In short, disinheriting your estranged children is a two-way street. If you have been unfair, they can appeal for their rights. And based on the circumstances, the court can decide whether to change your will or not.
Limitations to Disinheriting Children
The limitations for disinheriting are in place for the protection of all parties, especially the children. For this reason, disinheriting estranged children is not allowed under the following circumstances:
Children need to be older than 23 years to be legally disinherited from their parents’ will. Children who are 23 or are younger are dependents, and cannot be barred from a will, even if they are currently estranged.

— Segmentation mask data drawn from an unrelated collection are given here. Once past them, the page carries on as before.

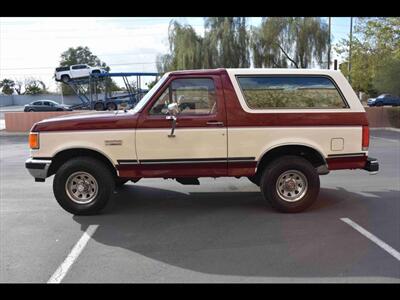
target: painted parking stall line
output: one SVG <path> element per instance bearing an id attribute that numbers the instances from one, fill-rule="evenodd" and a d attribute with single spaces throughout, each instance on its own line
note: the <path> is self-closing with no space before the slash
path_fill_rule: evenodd
<path id="1" fill-rule="evenodd" d="M 78 258 L 78 256 L 81 254 L 81 252 L 85 248 L 87 242 L 90 240 L 92 235 L 96 232 L 98 227 L 99 227 L 99 225 L 90 225 L 88 227 L 88 229 L 86 229 L 86 231 L 83 233 L 82 237 L 75 244 L 74 248 L 72 248 L 71 252 L 65 258 L 63 263 L 58 267 L 58 269 L 54 272 L 54 274 L 50 277 L 50 279 L 47 281 L 47 283 L 60 283 L 63 280 L 65 275 L 67 275 L 69 268 L 72 266 L 74 261 Z"/>
<path id="2" fill-rule="evenodd" d="M 396 258 L 398 261 L 400 261 L 400 253 L 394 249 L 393 247 L 389 246 L 386 244 L 384 241 L 382 241 L 380 238 L 376 237 L 369 231 L 365 230 L 362 228 L 360 225 L 358 225 L 356 222 L 350 220 L 349 218 L 340 218 L 343 222 L 346 224 L 350 225 L 353 227 L 355 230 L 357 230 L 359 233 L 361 233 L 363 236 L 374 242 L 376 245 L 381 247 L 383 250 L 385 250 L 387 253 L 392 255 L 394 258 Z"/>

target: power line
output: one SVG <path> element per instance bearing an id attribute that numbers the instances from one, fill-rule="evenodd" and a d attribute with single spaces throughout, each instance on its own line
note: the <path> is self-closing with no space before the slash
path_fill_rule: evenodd
<path id="1" fill-rule="evenodd" d="M 156 64 L 155 62 L 140 62 L 140 63 L 121 63 L 121 64 L 110 64 L 112 66 L 128 66 L 128 65 L 150 65 Z M 55 67 L 29 67 L 29 68 L 0 68 L 0 70 L 37 70 L 37 69 L 55 69 Z"/>

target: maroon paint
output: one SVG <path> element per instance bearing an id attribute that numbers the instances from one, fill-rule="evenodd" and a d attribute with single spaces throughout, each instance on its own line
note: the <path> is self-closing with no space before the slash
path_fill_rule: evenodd
<path id="1" fill-rule="evenodd" d="M 367 156 L 327 158 L 326 162 L 329 170 L 363 169 L 367 162 Z"/>
<path id="2" fill-rule="evenodd" d="M 138 115 L 119 112 L 96 112 L 89 114 L 67 115 L 36 123 L 33 132 L 73 131 L 136 128 Z"/>
<path id="3" fill-rule="evenodd" d="M 229 176 L 252 176 L 256 172 L 257 162 L 228 162 Z"/>
<path id="4" fill-rule="evenodd" d="M 117 165 L 120 177 L 219 177 L 227 176 L 226 162 Z"/>

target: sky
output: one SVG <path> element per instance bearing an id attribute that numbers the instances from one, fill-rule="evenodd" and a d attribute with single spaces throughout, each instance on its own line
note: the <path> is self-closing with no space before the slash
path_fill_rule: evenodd
<path id="1" fill-rule="evenodd" d="M 156 72 L 157 55 L 168 52 L 168 25 L 172 19 L 204 34 L 201 17 L 2 17 L 0 80 L 34 77 L 56 91 L 53 74 L 60 55 L 77 46 L 88 46 L 112 72 Z M 249 25 L 260 22 L 260 17 L 249 18 Z M 331 25 L 332 45 L 348 36 L 350 18 L 333 17 Z"/>

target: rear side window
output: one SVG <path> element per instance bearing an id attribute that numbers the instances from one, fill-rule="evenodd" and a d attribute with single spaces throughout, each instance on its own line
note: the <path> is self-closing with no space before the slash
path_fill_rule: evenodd
<path id="1" fill-rule="evenodd" d="M 332 80 L 323 76 L 237 76 L 252 109 L 346 108 Z"/>
<path id="2" fill-rule="evenodd" d="M 32 105 L 42 105 L 42 101 L 33 102 Z"/>
<path id="3" fill-rule="evenodd" d="M 86 65 L 76 65 L 72 67 L 73 70 L 86 69 L 86 68 L 87 68 Z"/>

If the child has diminished mental capacity, or has special needs, he or she cannot be disinherited. Special needs children with conditions like autism or Down’s syndrome are life-long dependents. This condition applies regardless of the age of the heir.
In some cases, the children might have a physical disability which leaves them incapable of taking care of themselves. Their reliance on others makes them life-long dependents of the parents as well. Additionally, they have a diminished capacity to earn. Therefore, parents are permanently responsible for their financial health.

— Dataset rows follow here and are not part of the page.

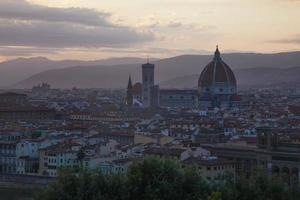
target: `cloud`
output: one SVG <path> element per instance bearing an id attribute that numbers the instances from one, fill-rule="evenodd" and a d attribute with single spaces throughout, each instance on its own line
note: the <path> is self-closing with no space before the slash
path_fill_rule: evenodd
<path id="1" fill-rule="evenodd" d="M 181 22 L 170 22 L 167 26 L 169 28 L 178 28 L 183 26 L 183 24 Z"/>
<path id="2" fill-rule="evenodd" d="M 52 8 L 25 0 L 1 0 L 0 18 L 69 22 L 88 26 L 114 26 L 108 21 L 110 13 L 86 8 Z"/>
<path id="3" fill-rule="evenodd" d="M 113 24 L 108 17 L 107 13 L 91 9 L 1 0 L 0 46 L 127 47 L 154 39 L 152 32 Z"/>
<path id="4" fill-rule="evenodd" d="M 45 22 L 0 21 L 0 45 L 35 47 L 122 47 L 152 40 L 127 27 L 87 27 Z"/>
<path id="5" fill-rule="evenodd" d="M 88 50 L 87 50 L 88 51 Z M 113 52 L 113 53 L 129 53 L 129 54 L 158 54 L 158 55 L 181 55 L 181 54 L 202 54 L 210 55 L 212 52 L 202 49 L 175 49 L 175 48 L 157 48 L 157 47 L 145 47 L 145 48 L 102 48 L 99 51 Z"/>
<path id="6" fill-rule="evenodd" d="M 269 42 L 269 43 L 281 43 L 281 44 L 300 44 L 300 35 L 292 37 L 292 38 L 268 40 L 267 42 Z"/>
<path id="7" fill-rule="evenodd" d="M 34 56 L 35 54 L 59 54 L 59 49 L 35 47 L 10 47 L 0 46 L 0 55 L 6 57 Z"/>

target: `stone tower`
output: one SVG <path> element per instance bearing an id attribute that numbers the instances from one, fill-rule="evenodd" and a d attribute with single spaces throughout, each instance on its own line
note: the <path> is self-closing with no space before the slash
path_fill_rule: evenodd
<path id="1" fill-rule="evenodd" d="M 132 106 L 133 105 L 132 81 L 131 81 L 131 76 L 130 75 L 129 75 L 128 85 L 127 85 L 126 104 L 128 106 Z"/>
<path id="2" fill-rule="evenodd" d="M 149 62 L 142 65 L 142 101 L 144 108 L 151 107 L 151 98 L 154 88 L 154 67 L 154 64 L 150 64 Z"/>

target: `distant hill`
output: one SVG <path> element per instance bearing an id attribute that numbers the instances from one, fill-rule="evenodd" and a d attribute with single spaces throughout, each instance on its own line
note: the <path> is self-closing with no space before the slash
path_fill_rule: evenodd
<path id="1" fill-rule="evenodd" d="M 239 84 L 276 84 L 298 81 L 300 52 L 277 54 L 232 53 L 222 55 L 223 60 L 235 71 Z M 156 82 L 161 87 L 196 87 L 202 69 L 210 62 L 210 55 L 182 55 L 154 62 Z M 142 60 L 143 61 L 143 60 Z M 86 64 L 88 62 L 85 62 Z M 140 81 L 141 67 L 138 62 L 118 65 L 78 65 L 42 71 L 13 84 L 15 88 L 30 88 L 42 81 L 60 88 L 124 88 L 128 75 Z M 138 64 L 137 64 L 138 63 Z M 88 63 L 91 64 L 91 63 Z M 190 81 L 190 83 L 189 83 Z"/>
<path id="2" fill-rule="evenodd" d="M 239 88 L 300 84 L 300 67 L 249 68 L 234 70 Z M 196 88 L 199 75 L 180 76 L 160 83 L 161 88 Z"/>
<path id="3" fill-rule="evenodd" d="M 95 61 L 53 61 L 44 57 L 18 58 L 15 60 L 0 63 L 0 87 L 12 85 L 16 82 L 29 78 L 30 76 L 47 70 L 62 69 L 79 65 L 119 65 L 143 62 L 145 62 L 145 59 L 133 57 L 110 58 Z"/>

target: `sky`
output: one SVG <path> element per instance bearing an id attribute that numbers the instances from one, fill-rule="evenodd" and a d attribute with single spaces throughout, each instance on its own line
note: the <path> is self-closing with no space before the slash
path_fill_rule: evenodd
<path id="1" fill-rule="evenodd" d="M 0 61 L 300 50 L 300 0 L 0 0 Z"/>

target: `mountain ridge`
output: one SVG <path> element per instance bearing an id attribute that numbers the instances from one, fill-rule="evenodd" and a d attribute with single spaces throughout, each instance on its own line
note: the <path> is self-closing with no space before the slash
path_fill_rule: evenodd
<path id="1" fill-rule="evenodd" d="M 188 75 L 199 76 L 202 69 L 211 61 L 212 57 L 212 55 L 180 55 L 155 60 L 153 63 L 156 65 L 156 82 L 162 83 L 163 86 L 167 81 L 178 77 Z M 54 69 L 48 68 L 41 70 L 24 79 L 16 80 L 10 84 L 10 87 L 31 88 L 40 82 L 48 82 L 53 87 L 62 88 L 121 88 L 126 85 L 129 74 L 132 75 L 134 82 L 141 80 L 140 65 L 142 62 L 145 62 L 145 59 L 136 59 L 136 63 L 126 63 L 120 59 L 115 61 L 115 63 L 117 63 L 116 65 L 114 65 L 115 63 L 104 65 L 107 64 L 104 61 L 100 62 L 100 64 L 95 61 L 82 61 L 74 65 L 70 65 L 69 63 L 68 65 L 57 66 L 57 68 Z M 261 76 L 264 75 L 266 82 L 275 84 L 276 80 L 272 80 L 272 77 L 278 77 L 278 81 L 284 81 L 288 79 L 288 76 L 294 77 L 294 75 L 286 75 L 284 71 L 275 73 L 277 69 L 291 69 L 300 66 L 299 51 L 275 54 L 229 53 L 222 54 L 222 59 L 231 66 L 237 78 L 242 80 L 241 82 L 246 82 L 247 80 L 250 84 L 255 84 L 255 79 L 259 79 L 259 77 L 255 77 L 255 75 L 257 75 L 256 73 L 261 74 Z M 129 59 L 129 61 L 131 60 Z M 266 70 L 266 68 L 268 70 Z M 273 70 L 271 70 L 271 68 L 273 68 Z M 239 74 L 239 70 L 241 69 L 244 71 Z M 250 71 L 247 72 L 247 70 Z M 268 74 L 273 75 L 268 76 Z M 253 79 L 253 81 L 251 79 Z M 262 80 L 259 80 L 259 82 L 262 82 Z M 178 87 L 182 86 L 178 85 Z"/>

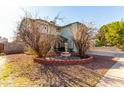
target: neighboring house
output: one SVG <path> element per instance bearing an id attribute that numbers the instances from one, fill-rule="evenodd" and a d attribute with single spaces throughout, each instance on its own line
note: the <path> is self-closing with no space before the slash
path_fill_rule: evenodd
<path id="1" fill-rule="evenodd" d="M 71 24 L 68 24 L 65 26 L 58 26 L 52 21 L 48 22 L 48 21 L 42 20 L 42 19 L 25 18 L 22 20 L 20 28 L 26 27 L 27 23 L 31 23 L 31 24 L 28 24 L 29 27 L 31 27 L 31 25 L 34 24 L 35 27 L 37 28 L 37 30 L 41 33 L 47 32 L 48 34 L 60 35 L 61 38 L 63 38 L 63 41 L 54 46 L 55 50 L 63 51 L 64 43 L 67 42 L 68 48 L 70 51 L 77 51 L 75 44 L 72 40 L 72 32 L 73 32 L 73 34 L 75 34 L 75 32 L 78 31 L 78 29 L 79 29 L 78 26 L 82 26 L 81 23 L 74 22 L 74 23 L 71 23 Z M 83 26 L 85 26 L 85 25 L 83 24 Z"/>

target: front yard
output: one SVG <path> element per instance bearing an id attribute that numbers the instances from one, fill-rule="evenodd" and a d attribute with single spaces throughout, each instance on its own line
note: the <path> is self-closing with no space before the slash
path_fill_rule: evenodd
<path id="1" fill-rule="evenodd" d="M 115 63 L 112 57 L 95 56 L 94 62 L 83 65 L 41 65 L 34 56 L 13 54 L 0 65 L 0 86 L 95 86 Z"/>

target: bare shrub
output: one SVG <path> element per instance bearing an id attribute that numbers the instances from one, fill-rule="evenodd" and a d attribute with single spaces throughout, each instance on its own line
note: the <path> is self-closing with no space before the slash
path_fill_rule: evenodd
<path id="1" fill-rule="evenodd" d="M 18 27 L 17 37 L 30 46 L 39 57 L 46 57 L 51 46 L 59 41 L 59 36 L 54 24 L 45 24 L 46 22 L 42 21 L 44 20 L 23 18 Z"/>
<path id="2" fill-rule="evenodd" d="M 86 57 L 92 41 L 92 28 L 80 24 L 76 32 L 72 32 L 72 39 L 81 58 Z"/>

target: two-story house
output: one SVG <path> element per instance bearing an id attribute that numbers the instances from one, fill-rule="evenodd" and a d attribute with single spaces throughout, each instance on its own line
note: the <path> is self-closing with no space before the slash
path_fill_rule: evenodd
<path id="1" fill-rule="evenodd" d="M 21 26 L 25 26 L 28 21 L 32 21 L 35 24 L 35 29 L 37 29 L 41 33 L 59 35 L 61 38 L 63 38 L 63 41 L 61 43 L 59 42 L 54 46 L 54 49 L 56 51 L 64 51 L 65 42 L 68 43 L 68 48 L 70 51 L 77 51 L 72 40 L 72 33 L 75 34 L 75 32 L 79 30 L 78 26 L 82 26 L 80 22 L 74 22 L 65 26 L 58 26 L 52 21 L 48 22 L 42 19 L 25 18 L 23 19 Z M 29 24 L 29 27 L 30 26 L 31 25 Z"/>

When it comes to estranged children and wills, disinheriting children is possible in all states except for Louisiana.
Revising a Will
Remember that even if you are currently estranged with your children, things can always change. Parents and children may reconcile over the years if the circumstances change.
Most times, children are regretful of their actions; as they grow up they become more understanding of their own flesh and blood after all. They may seek forgiveness and want to be part of the family again. In such a scenario, you have the right to revise your will.
If a child is an unapologetic addict, for example, there are grounds for disinheritance. However, things may change if the child decides to get on the straight and narrow.
If estrangement occurs, parents may immediately consider disinheriting their child. However, this may turn out to be an emotional decision. Thankfully, there are some other alternatives to consider.
A Reduced Inheritance
You can choose to leave the child a reduced share of your estate in the inheritance.
Using a Trust
You can also create a trust fund for your children’s portion of the inheritance. This fund can be attached to certain conditions that would motivate the beneficiaries to change their behavior. This is suitable for those who have issues with their beneficiaries’’ lifestyles or unhealthy addictions.
Leaving it for Your Grand Children
You can choose to leave some or even all of your child’s inheritance to your grandchildren instead. It may be ideal to do this through a trust. So your children are unable to contest the will and get their hands on the inheritance themselves.
All legal matters aside, it may not be ideal to further alienate estranged children by writing them out of your will. If you want your relationship to get better at some point, the right thing to do is sit them down and talk to them. Rather than involving the law and disinheriting them altogether, it is a better idea to deal with the situation in a patient manner.
Relationships are already strained with estranged children, and wills that disinherit them may make situations worse. You can still decide to go through with the idea, but do so after thoroughly considering the alternatives. Make sure you consider everything you learned here!